Prof. Dong-Kyu Lee
Department of Oceanography
Pusan National University, Busan, Korea
Email: dglee@pnu.edu
Research Interests: Mesoscale eddies. Air-sea interaction in eddies. El Niño.
The formation of core convergent eddy by wrapping low density water around the warm eddy.
Abstract
The wrapping low-density water (LDW) generates a geostrophic flow opposite to the clockwise direction of the warm eddy and effectively decelerates it. The geostrophic flow weakens along the periphery of the eddy as the LDW gradually mixes horizontally with surrounding water, resulting in an accelerated current around the warm eddy.

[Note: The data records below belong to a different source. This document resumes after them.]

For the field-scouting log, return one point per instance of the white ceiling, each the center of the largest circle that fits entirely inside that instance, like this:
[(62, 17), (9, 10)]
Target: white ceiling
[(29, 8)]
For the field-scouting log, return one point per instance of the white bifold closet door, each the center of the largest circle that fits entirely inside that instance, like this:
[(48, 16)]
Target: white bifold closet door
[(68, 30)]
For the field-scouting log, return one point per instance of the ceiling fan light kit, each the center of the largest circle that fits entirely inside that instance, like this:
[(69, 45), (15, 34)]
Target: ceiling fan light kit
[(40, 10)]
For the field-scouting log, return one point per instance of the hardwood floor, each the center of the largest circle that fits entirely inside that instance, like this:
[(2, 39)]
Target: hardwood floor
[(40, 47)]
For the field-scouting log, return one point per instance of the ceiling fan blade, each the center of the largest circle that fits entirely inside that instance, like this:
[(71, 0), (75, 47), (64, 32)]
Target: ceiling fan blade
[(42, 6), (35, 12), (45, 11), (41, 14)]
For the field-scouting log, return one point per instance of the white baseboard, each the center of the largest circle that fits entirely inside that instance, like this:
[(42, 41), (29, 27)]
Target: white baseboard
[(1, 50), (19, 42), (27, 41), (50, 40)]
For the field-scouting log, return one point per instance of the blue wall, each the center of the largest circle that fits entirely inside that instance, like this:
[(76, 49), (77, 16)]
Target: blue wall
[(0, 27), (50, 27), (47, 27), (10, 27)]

When the mixing rate of the entrained LDW on outer side of the eddy is more than that on inner side of eddy, the LDW moves toward the center of the eddy like a spiral due to the flow accelerated more on outer side than on inner side of LDW. Based on observations and reanalysis data from the numerical model, it is shown that the accelerated surface flow induces upwelling along the LDW. Upwelling along the periphery of the eddy makes the core convergent eddy, resulting in the long-lasting, surface-trapped and isolated eddy. In April in the southwestern Japan Sea, the warm current from the south merges with the anticyclone and encircles the clockwise-rotating anticyclone. A high Chl-a concentration area in the form of a ring forms around the eddy along the accelerated surface flow. The trapped drifters for more than three months were observed in the eddies of the Japan Sea formed by such a wrapping LDW.